The Ontario Securities Commission (OSC) has ruled that a scheme that raised $1.2 million from investors to buy into luxury vacation properties was fraudulent.
The OSC issued its decision and reasons last week in the case of Moncasa Capital Corp., and its president and sole director, John Collins.
The commission found that Moncasa and Collins traded without registration, carried out an illegal distribution, committed fraud and violated the public interest, among other things.
OSC staff alleged that between April 1, 2008 and May 16, 2011, more than 50 investors in Ontario and elsewhere in Canada, were sold approximately $1.2 million worth of securities, purportedly to purchase luxury vacation properties in the Caribbean for rental purposes. However, the firm did not own any properties, and all but $7,650 of the funds raised from investors was expended for other purposes.

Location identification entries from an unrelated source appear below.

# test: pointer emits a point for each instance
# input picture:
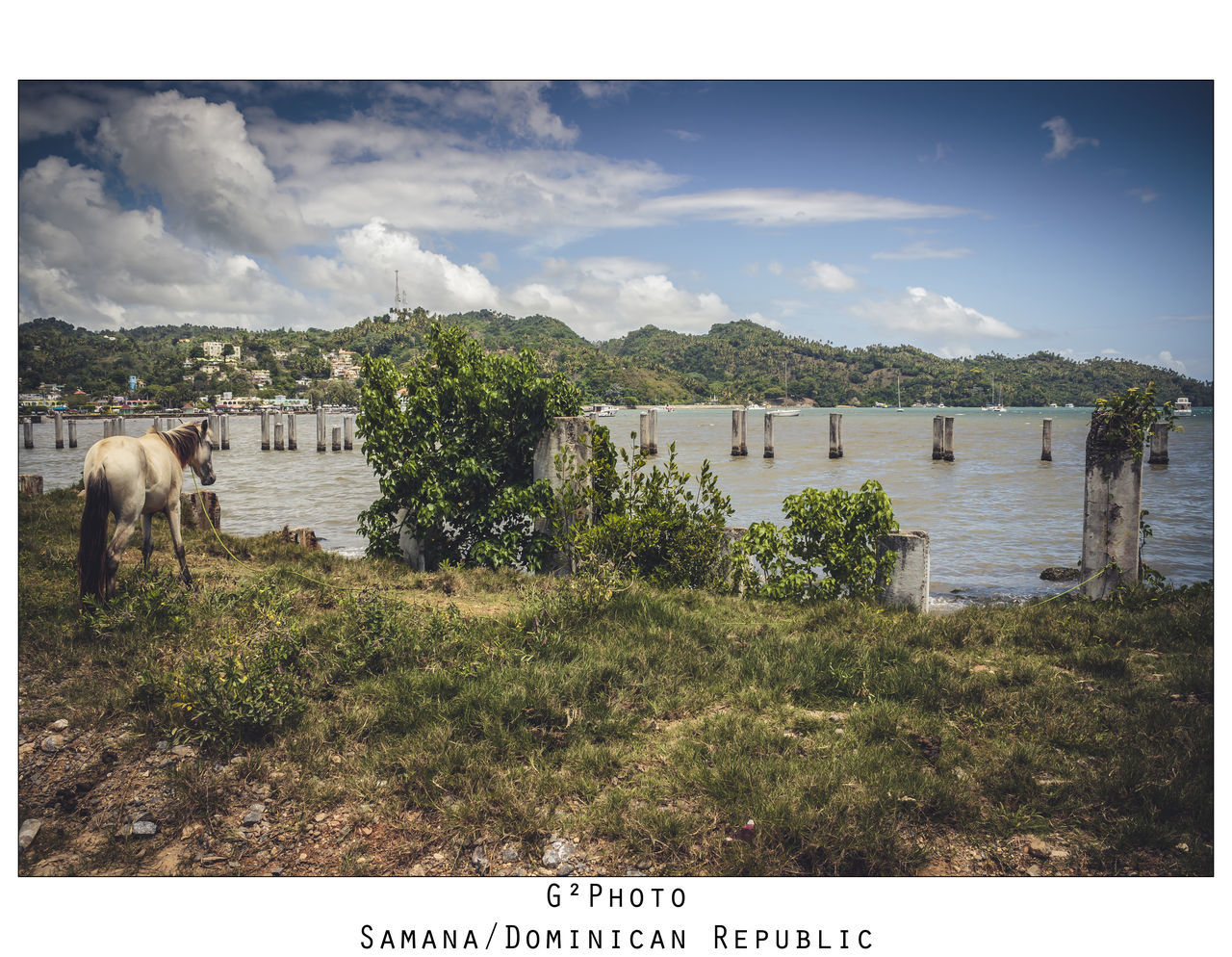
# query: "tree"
(451, 442)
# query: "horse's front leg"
(146, 539)
(172, 519)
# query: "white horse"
(137, 477)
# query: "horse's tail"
(92, 556)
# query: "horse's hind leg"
(124, 529)
(146, 539)
(172, 519)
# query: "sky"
(962, 217)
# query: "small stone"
(27, 833)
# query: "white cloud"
(1166, 360)
(605, 297)
(919, 312)
(208, 174)
(923, 250)
(827, 276)
(1065, 141)
(792, 207)
(89, 261)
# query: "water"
(995, 516)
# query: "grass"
(392, 721)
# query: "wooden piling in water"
(30, 484)
(1158, 445)
(739, 444)
(835, 435)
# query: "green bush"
(834, 532)
(654, 525)
(452, 442)
(244, 687)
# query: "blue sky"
(962, 217)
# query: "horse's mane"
(184, 440)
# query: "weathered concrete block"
(907, 585)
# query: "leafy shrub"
(833, 531)
(244, 687)
(651, 524)
(452, 444)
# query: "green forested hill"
(733, 362)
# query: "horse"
(132, 477)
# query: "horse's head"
(200, 461)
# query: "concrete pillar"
(907, 585)
(1158, 445)
(562, 458)
(739, 444)
(835, 435)
(30, 484)
(1112, 511)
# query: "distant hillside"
(733, 362)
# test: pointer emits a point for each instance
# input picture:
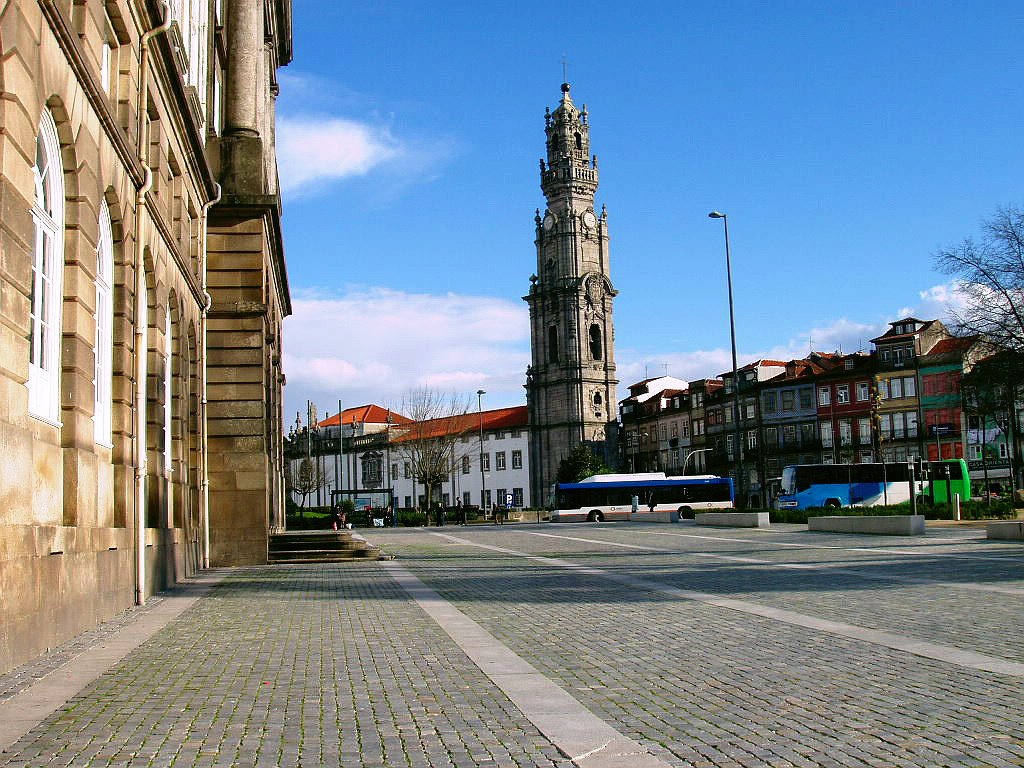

As a result, the OSC concluded that, “The investment scheme perpetrated by Moncasa and Collins was fraudulent.”
It said that Moncasa misled investors, that investors were deprived of their funds as a result of false and misleading statements, and that it also deceived investors by allowing its salespeople to use aliases and to engage in high pressure sales tactics.
The OSC also found that Collins — who was not registered, but had previously been registered as a salesperson with penny stock dealer, Marchment & Mackay Ltd. between 1994 and 1997; and later with C.J. Elbourne Securities Inc. from 1997 to 2000 — deceived investors by misrepresenting his qualifications, expertise, and experience and Moncasa’s business activities and use of funds.
The OSC didn’t levy any penalties, setting July 11 as the date for a sanctions hearing. The decision noted that no one appeared for Moncasa or Collins in order to defend the allegations.